FTX, a crypto exchange that filed for bankruptcy in November 2022, is suing its rival Bybit for allegedly withdrawing $953 million worth of cash and digital assets from FTX before its collapse. FTX claims that Bybit’s investment arm, Mirana, used its “VIP” status to pressure FTX staff to process its withdrawal requests faster than other customers, who faced delays and restrictions.


FTX is seeking to recover the funds under Chapter 11 bankruptcy law, which allows failed businesses to claw back payments made to certain creditors in the months before filing for bankruptcy.

The Background of the Lawsuit

The lawsuit, filed on Friday in a Delaware court, accuses Bybit, Mirana, and a related crypto trading firm called Time Research of exploiting FTX’s financial troubles and violating its terms of service. A former Mirana executive and some Singaporean residents are also named as defendants in the case.
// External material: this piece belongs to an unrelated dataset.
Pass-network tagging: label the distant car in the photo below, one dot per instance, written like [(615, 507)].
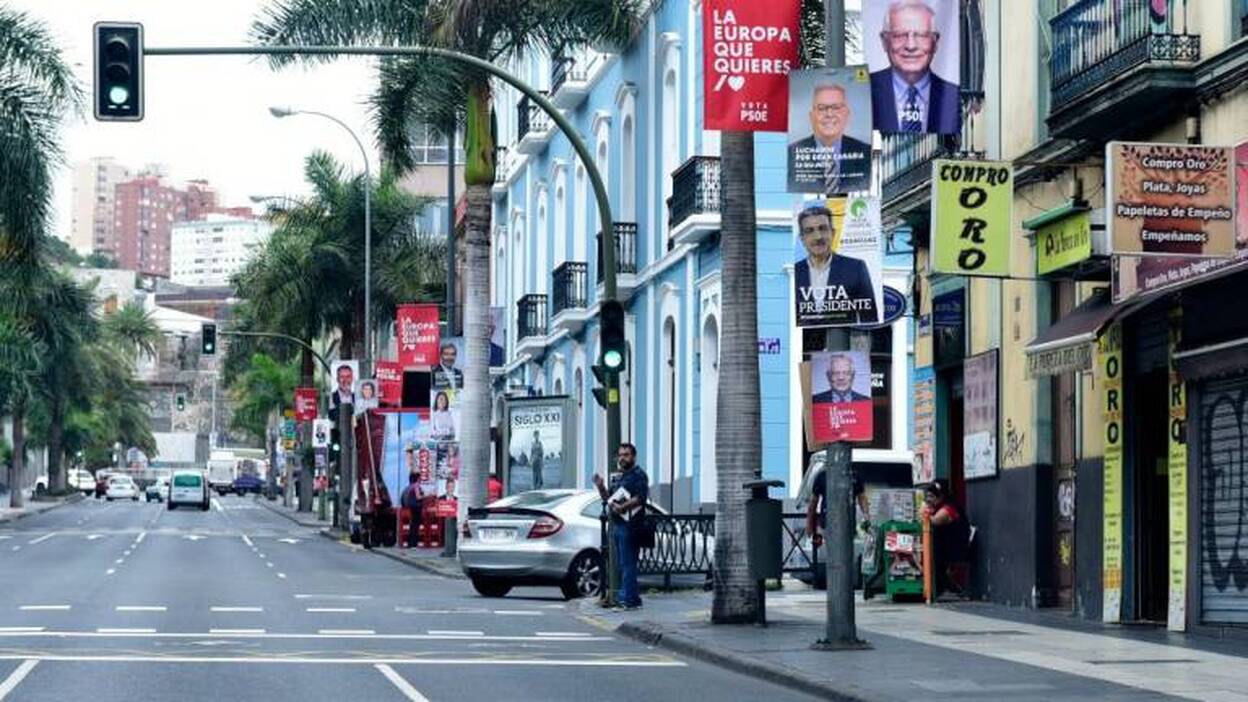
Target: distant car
[(546, 537), (190, 489), (121, 487)]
According to the complaint, Mirana was a long-time customer of FTX and had a privileged “VIP” status that gave it access to special features and benefits, such as lower fees, higher leverage, and faster withdrawals. Mirana allegedly abused these advantages to offload the majority of its assets from FTX before the platform’s demise in November 2022.

FTX alleges that Mirana withdrew over $327 million from FTX after the exchange halted withdrawals on November 8, 2022, and that it based its claim on the prices of the assets on November 1, 2022. FTX says it may update the price information as the litigation progresses.

FTX also alleges that Mirana pressured FTX staff to expedite its withdrawal requests, while regular FTX customers encountered delays and restrictions. FTX claims that Mirana threatened to sue FTX or expose its financial situation to the public if it did not comply with its demands.

FTX further alleges that Bybit, Mirana, and Time Research conspired to transfer the assets from FTX to Bybit and other platforms, and that they used various techniques to conceal their identities and transactions. FTX says that it discovered the scheme through its internal investigations and forensic analysis.

The Implications of the Lawsuit

Bybit has not yet responded to the lawsuit or the allegations. The lawsuit is the latest legal action taken by FTX’s new management to recover funds that were dispersed before the exchange’s bankruptcy. FTX’s native token, FTT, surged by more than 100% on the day of the lawsuit, reaching $5.8.

The lawsuit also raises questions about the security and transparency of the crypto industry, especially in the context of the recent wave of hacks, scams, and regulatory crackdowns. The lawsuit highlights the risks and challenges that crypto investors and traders face when dealing with unregulated and volatile platforms.

The lawsuit also shows the potential of Chapter 11 bankruptcy law to protect the interests of creditors and stakeholders in the crypto space. Chapter 11 allows failed businesses to reorganize their debts and assets, and to recover payments made to certain creditors in the months before filing for bankruptcy. This authority is intended to prevent unfair preferences and fraudulent transfers, and to ensure an equitable distribution of the remaining assets.